The Wild sees some advantage to playing a Penguins club without Crosby, who centers the top line and forces opponents to think carefully about matchups because they can't overlook the second line with Evgeni Malkin (and now Jordan Staal) -- especially for road teams because they do not get the last line change.
"In my mind, he's the top guy in the league, so to have him out of the lineup [doesn't hurt]," defenseman Nick Schultz said. "But Pittsburgh has a lot of players. They're not a one-player team by any means."
Minnesota coach Todd Richards understands the dimension the Penguins lose when Crosby is out, but he also laments the missed opportunity to have his team take on Crosby.
The two clubs meet only once or twice a season because they are in opposite conferences.
"You're taking their best player, one of their best players, out of the lineup," Richards said. "But I think it's always a challenge, and you want to beat the best."
The Wild doesn't have a roster full of big names, especially since sniper Marian Gaborik left to sign with the New York Rangers as a free agent.
That was driven home for Richards when Minnesota arrived in Boston before its game there Thursday and the coach was reading some publication's look ahead at the matchup.
"There was something to the effect of, our roster's not worth writing about," Richards said. "We don't get the respect that we feel we deserve at times. But there's only one way that you can get that respect. It's not given. You have to earn it."
The Wild is led in scoring by winger Martin Havlat (36 points) and center Mikko Koivu (35 points).
But even if those two were bigger names, playing in the Western Conference might keep them from getting their due notice.
The East is cluttered with stars who are heavily promoted and widely recognized -- Crosby, Washington winger Alex Ovechkin, Tampa Bay center Steven Stamkos.
"You look at the top names, the faces of the NHL, it's definitely more in the East," Richards said.
"In the West, we have [Patrick] Kane and [Jonathan] Toews in Chicago or some guys in Detroit that have won [the Stanley Cup] in the past. But you look at a young team like Colorado that is up and coming, and you never hear about them."
Even with the season only at its midpoint, the West stages tense, meaningful games. Going into Friday, the nine teams in the West between fourth and 12th place were separated by three points. Minnesota, with 45 points, was in a three-way tie for 10th, one point off the playoff pace.

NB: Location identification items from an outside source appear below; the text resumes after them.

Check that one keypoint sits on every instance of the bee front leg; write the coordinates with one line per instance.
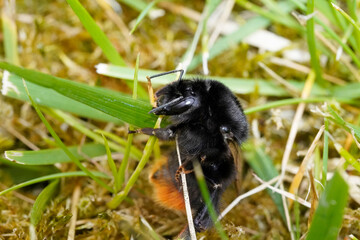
(182, 169)
(161, 133)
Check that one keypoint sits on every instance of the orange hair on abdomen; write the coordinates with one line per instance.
(166, 193)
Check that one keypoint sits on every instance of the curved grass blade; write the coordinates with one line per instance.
(13, 87)
(328, 216)
(42, 200)
(52, 156)
(10, 32)
(110, 102)
(237, 85)
(51, 177)
(62, 145)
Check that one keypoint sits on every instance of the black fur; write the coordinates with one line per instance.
(203, 130)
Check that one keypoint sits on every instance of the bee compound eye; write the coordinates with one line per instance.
(224, 129)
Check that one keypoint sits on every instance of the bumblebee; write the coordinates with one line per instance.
(206, 119)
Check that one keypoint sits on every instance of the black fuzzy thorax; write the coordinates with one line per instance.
(199, 136)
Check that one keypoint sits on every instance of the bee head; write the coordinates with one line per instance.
(176, 98)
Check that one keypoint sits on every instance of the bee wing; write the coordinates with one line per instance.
(239, 163)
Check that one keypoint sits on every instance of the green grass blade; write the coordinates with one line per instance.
(350, 128)
(206, 196)
(276, 15)
(137, 5)
(20, 173)
(96, 33)
(346, 48)
(10, 32)
(124, 163)
(51, 177)
(311, 40)
(263, 166)
(237, 85)
(110, 102)
(52, 156)
(347, 17)
(143, 14)
(62, 145)
(37, 210)
(134, 151)
(116, 201)
(111, 165)
(328, 216)
(325, 152)
(290, 101)
(13, 87)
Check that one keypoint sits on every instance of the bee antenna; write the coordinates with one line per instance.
(170, 72)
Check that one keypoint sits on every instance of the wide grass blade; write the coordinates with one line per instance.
(237, 85)
(328, 216)
(62, 145)
(110, 102)
(51, 177)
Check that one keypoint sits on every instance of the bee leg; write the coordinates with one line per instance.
(182, 169)
(151, 92)
(161, 133)
(202, 219)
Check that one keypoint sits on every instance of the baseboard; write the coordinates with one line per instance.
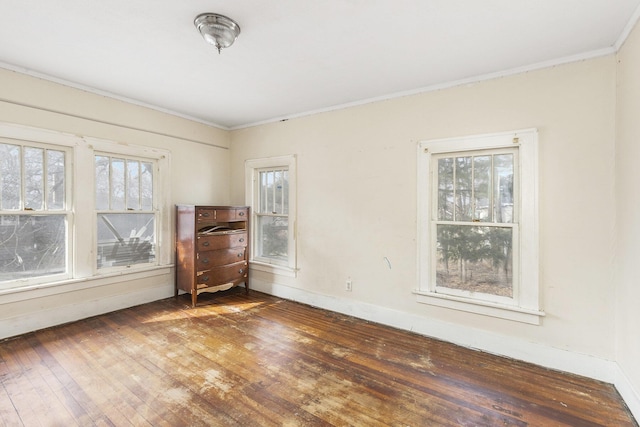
(542, 355)
(630, 396)
(66, 313)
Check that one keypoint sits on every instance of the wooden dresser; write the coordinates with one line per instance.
(212, 245)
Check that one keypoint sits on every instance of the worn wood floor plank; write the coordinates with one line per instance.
(256, 360)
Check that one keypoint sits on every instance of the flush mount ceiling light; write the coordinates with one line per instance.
(218, 30)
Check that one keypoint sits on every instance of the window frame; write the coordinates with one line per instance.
(525, 305)
(253, 167)
(37, 141)
(127, 210)
(161, 205)
(81, 234)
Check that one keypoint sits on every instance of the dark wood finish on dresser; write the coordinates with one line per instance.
(211, 248)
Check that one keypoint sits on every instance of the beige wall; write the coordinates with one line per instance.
(357, 196)
(199, 174)
(628, 202)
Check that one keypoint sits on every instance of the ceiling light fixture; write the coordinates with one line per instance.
(217, 30)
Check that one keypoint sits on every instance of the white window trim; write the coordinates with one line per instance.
(161, 203)
(252, 167)
(80, 166)
(46, 141)
(526, 307)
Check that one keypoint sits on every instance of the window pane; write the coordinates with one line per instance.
(10, 177)
(445, 189)
(133, 184)
(475, 259)
(481, 186)
(117, 185)
(33, 178)
(55, 180)
(32, 245)
(278, 186)
(285, 192)
(146, 186)
(126, 239)
(273, 237)
(102, 182)
(463, 174)
(503, 178)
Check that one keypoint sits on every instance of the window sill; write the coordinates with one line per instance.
(517, 314)
(273, 269)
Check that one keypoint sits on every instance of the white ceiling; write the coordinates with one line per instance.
(294, 57)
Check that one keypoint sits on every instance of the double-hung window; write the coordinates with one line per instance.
(126, 217)
(35, 212)
(478, 224)
(271, 193)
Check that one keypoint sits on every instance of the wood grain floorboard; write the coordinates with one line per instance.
(257, 360)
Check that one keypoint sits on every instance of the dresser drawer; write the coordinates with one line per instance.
(225, 274)
(221, 241)
(209, 259)
(207, 215)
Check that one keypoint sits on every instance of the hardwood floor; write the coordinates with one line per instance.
(256, 360)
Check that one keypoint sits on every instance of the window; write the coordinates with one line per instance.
(271, 195)
(126, 219)
(34, 211)
(478, 225)
(75, 207)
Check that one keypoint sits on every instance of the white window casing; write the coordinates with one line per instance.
(80, 201)
(262, 212)
(523, 305)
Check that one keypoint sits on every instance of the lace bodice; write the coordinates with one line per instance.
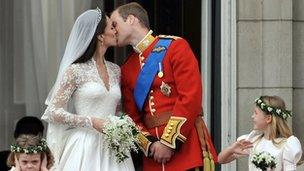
(83, 86)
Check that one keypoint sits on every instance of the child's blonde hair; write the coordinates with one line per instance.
(279, 127)
(25, 141)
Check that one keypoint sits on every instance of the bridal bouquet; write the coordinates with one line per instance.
(264, 160)
(121, 136)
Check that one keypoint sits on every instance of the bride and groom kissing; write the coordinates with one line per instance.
(159, 84)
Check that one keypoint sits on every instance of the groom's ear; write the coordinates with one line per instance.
(131, 19)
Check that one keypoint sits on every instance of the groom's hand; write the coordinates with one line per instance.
(161, 153)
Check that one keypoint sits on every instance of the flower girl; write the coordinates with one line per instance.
(271, 144)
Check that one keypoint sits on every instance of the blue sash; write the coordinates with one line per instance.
(148, 72)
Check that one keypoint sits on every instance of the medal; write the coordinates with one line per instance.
(160, 70)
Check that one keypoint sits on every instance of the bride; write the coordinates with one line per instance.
(87, 90)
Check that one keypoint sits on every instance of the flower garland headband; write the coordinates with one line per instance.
(41, 147)
(284, 114)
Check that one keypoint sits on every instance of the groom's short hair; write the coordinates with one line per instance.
(136, 10)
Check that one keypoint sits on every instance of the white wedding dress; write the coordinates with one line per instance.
(82, 148)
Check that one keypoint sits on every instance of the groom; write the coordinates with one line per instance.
(162, 92)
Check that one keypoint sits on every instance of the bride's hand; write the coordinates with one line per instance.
(98, 124)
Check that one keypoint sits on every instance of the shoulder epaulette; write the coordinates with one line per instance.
(169, 37)
(128, 57)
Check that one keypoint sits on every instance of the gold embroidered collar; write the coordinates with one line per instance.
(144, 43)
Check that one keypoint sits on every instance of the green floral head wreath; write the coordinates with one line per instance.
(282, 113)
(41, 147)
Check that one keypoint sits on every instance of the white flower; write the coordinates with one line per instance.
(121, 136)
(264, 160)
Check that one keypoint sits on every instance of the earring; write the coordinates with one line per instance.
(100, 38)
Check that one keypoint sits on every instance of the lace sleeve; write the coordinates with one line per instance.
(56, 112)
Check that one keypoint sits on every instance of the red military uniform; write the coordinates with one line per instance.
(178, 92)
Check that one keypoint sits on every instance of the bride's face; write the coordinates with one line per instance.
(109, 36)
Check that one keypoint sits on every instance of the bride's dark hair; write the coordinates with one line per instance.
(88, 54)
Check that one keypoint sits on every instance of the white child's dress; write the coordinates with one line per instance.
(287, 153)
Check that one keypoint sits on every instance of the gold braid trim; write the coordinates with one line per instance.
(143, 143)
(172, 132)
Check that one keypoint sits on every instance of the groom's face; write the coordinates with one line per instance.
(122, 29)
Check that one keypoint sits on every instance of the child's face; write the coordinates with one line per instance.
(260, 120)
(30, 162)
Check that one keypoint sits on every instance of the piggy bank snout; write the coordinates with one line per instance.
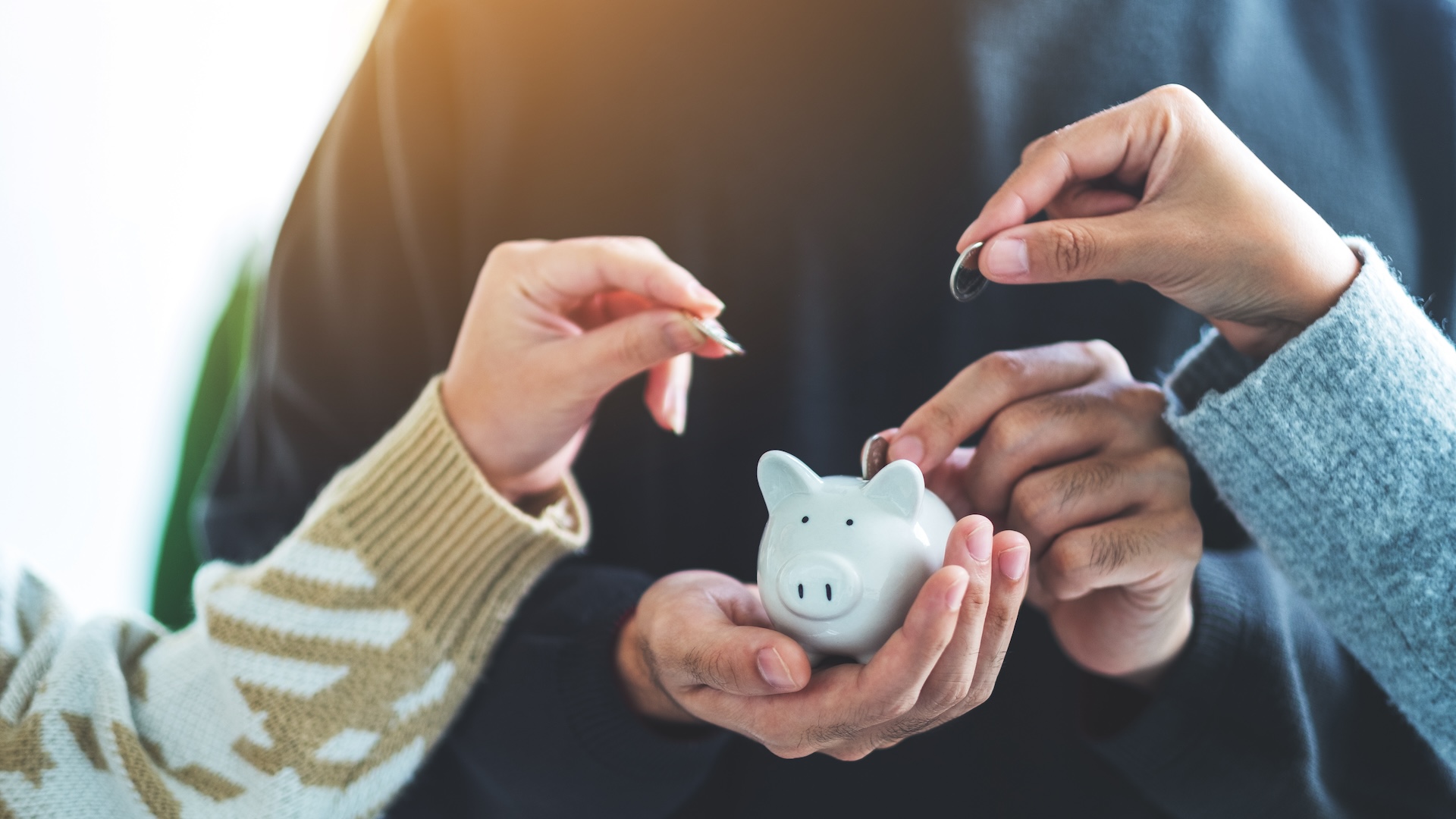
(819, 585)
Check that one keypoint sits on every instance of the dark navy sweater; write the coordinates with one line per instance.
(814, 162)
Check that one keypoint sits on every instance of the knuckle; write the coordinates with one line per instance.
(637, 347)
(1141, 400)
(1074, 246)
(1003, 366)
(1172, 466)
(1103, 352)
(1109, 550)
(1011, 428)
(941, 414)
(1087, 479)
(1031, 506)
(946, 700)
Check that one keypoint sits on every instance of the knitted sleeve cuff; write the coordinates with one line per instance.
(1335, 453)
(441, 542)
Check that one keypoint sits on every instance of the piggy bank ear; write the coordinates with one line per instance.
(783, 475)
(899, 487)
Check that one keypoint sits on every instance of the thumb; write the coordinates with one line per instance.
(1074, 249)
(603, 357)
(748, 661)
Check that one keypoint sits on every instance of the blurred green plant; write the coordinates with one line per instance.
(207, 428)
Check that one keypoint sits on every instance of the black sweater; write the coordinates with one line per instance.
(814, 162)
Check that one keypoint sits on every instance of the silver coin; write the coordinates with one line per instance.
(715, 331)
(965, 278)
(874, 457)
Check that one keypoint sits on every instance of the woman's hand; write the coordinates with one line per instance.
(1158, 190)
(552, 327)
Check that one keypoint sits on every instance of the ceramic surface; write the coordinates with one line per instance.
(842, 558)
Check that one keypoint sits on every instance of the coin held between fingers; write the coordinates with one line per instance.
(715, 331)
(965, 278)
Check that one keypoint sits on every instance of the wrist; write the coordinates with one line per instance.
(1165, 653)
(1320, 276)
(639, 686)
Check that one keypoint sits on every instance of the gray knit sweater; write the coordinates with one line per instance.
(1338, 455)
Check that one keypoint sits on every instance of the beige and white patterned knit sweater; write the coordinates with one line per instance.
(313, 682)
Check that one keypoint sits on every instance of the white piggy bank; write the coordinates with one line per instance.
(842, 558)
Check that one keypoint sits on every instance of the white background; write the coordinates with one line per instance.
(145, 148)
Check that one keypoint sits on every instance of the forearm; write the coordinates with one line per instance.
(315, 678)
(1337, 453)
(1266, 714)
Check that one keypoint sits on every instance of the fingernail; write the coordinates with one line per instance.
(908, 447)
(775, 672)
(979, 542)
(1006, 259)
(683, 333)
(957, 594)
(679, 413)
(1014, 563)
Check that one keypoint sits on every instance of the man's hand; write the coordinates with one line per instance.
(551, 328)
(1075, 455)
(701, 648)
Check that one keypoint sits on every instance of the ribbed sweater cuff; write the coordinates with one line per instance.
(1335, 453)
(443, 544)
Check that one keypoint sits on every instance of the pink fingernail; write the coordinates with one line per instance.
(1014, 563)
(774, 670)
(680, 414)
(956, 595)
(979, 542)
(1006, 259)
(908, 447)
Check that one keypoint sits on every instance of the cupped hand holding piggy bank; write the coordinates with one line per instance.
(842, 558)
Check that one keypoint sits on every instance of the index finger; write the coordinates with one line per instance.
(1119, 140)
(843, 701)
(571, 270)
(993, 382)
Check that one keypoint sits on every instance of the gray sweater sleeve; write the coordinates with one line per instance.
(1338, 455)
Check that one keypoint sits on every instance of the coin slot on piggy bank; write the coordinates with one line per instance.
(843, 558)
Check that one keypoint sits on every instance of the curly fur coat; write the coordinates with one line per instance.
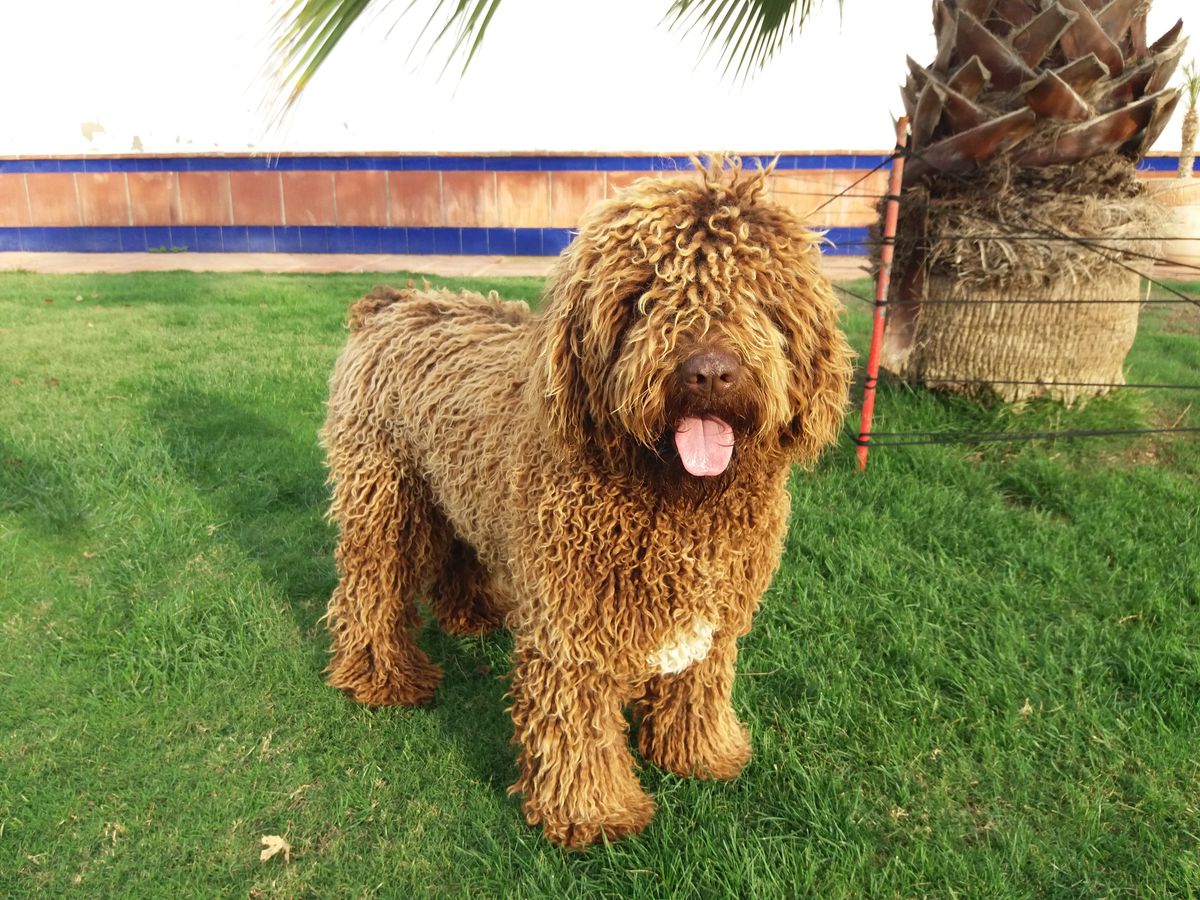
(606, 478)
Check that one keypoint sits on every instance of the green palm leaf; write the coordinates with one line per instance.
(748, 33)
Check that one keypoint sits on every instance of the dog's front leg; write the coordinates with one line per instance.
(576, 771)
(687, 724)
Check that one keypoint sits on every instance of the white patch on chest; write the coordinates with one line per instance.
(687, 646)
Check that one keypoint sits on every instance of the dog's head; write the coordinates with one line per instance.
(688, 327)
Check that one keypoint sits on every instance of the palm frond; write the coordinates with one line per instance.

"This is the position that we're in," Richards said. "You know what? I kind of like the position -- trying to prove people wrong."
The Penguins and the Wild canceled their practices scheduled for Consol Energy Center, but Minnesota spent about an hour at the new arena for a team meeting and some light off-ice workouts. The Wild then headed to a local bowling alley for a team-building outing. ... With franchise goaltender Niklas Backstrom expected to miss a fourth game in a row because of an undisclosed injury, Jose Theodore is expected to start for Minnesota. The Wild has won three in a row with Theodore. ... The Penguins are 2 for 12 (16.7 percent) on the power play over their past four games, with both goals coming in the blowout against Tampa Bay. Minnesota is 10 for 10 in penalty-killing in its past four games. ... Richards and Penguins coach Dan Bylsma, who coached together with the Penguins' American Hockey League affiliate (Wilkes-Barre/Scranton) took some time to visit at the arena.